The secret to Martin L. Mathews’ success is selflessness. His favorite quote: “What you do yourself dies with you, but what you do for others lives forever,” has actually been the story of his life.
After nearly 60 years of working with young people by way of the institution Mathews-Dickey Boys and Girls Club he co-founded with the late Hubert “Dickey” Ballentine, Mathews has become a beloved local treasure with a legacy that stretches the globe via the lives he enriched through the organization.
Even the release of his biography “I Trust You With My Life” is not about him.
The board of the Mathews-Dickey Boys and Girls club commissioned the creation of the book so that sales from the book can raise funds for the club’s endowment.
On Tuesday (August 15), Mathews will celebrate the book’s release with a signing, discussion and meet-and-greet at the Missouri Athletic Club.
Books will be available for purchase and “I Trust You With My Life” will be provided to all donors of $100 or more to the legacy fund.
“We spent many hours interviewing about his life and his progress in putting the boys club together and how it has helped thousands of children – both boys and girls,” said “I Trust You With My Life” author Richard Weiss.
The book’s foreword was written by Baseball Hall of Famer and former St. Louis Cardinals manager Tony LaRussa.
Guests will hear how Mathews accepted the final wishes of a neighborhood coach who asked him to inherit a team of boys, which ultimately evolved into the organization that bears his name.
From a shade tree to serving the city’s youth
Mathews and Ballentine were under a shade tree in Tandy Park in the 1950s when they decided to start a Boys club for children in North City like the ones in South St. Louis.
Each coached their own crop of boys, but had to turn many others away because they had no resources or facilities to accommodate a larger group. They agreed to start the club, and went their separate ways.
“I kind of forgot about it,” Mathews said. “He called me late one night on the phone and said, ‘How about us naming it Mathews-Dickey?’ At one o’clock in the morning – when you have to be up for work – I didn’t care what it was named.”
Within five years, they had expanded from five to 75 teams. Mathews sold coffee for 10 cents a cup at his day job to fund the club.
“That was a lot of money – and that’s how we were able to survive,” Mathews said.
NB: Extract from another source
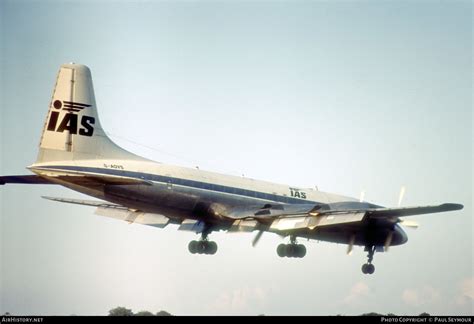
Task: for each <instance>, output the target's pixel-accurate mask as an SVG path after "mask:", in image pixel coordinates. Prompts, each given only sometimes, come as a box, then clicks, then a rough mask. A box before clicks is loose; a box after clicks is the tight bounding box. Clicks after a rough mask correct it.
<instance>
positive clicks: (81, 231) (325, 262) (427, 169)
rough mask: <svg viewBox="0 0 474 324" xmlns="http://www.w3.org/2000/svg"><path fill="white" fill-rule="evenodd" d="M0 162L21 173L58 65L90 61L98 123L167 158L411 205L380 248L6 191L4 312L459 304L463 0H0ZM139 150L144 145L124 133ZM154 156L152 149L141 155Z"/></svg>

Community and corporate support stepped in. By 1982, the organization had undergone a multimillion-dollar expansion spearheaded by a partnership with Chuck Knight of Emerson and August Busch III of Anheuser-Busch. Mathews Dickey even received a visit from then President Ronald Reagan.
Mathews continued to carry the torch for the organization upon Ballentine’s passing in 2000 until his retirement three years ago at age 90.
At his star-studded retirement celebration in 2015, Mathews said that the club reached an estimated two million lives over the course of 55 years.
“St. Louis is a great city, and some of the greatest people in this country are here,” Mathews said. “We were able to do great things because of great people – and I can’t call any names, because I would be here all night. I just want to say that y’all are some of the greatest people in the world. Because there is no way that we could come from a shade tree to having one of the best facilities in the country.”
The book signing and release celebration for “I Trust You With My Life” will take place on Tuesday, August 15 from 4 p.m. – 6 p.m. at The Missouri Athletic Club, 405 Washington Ave.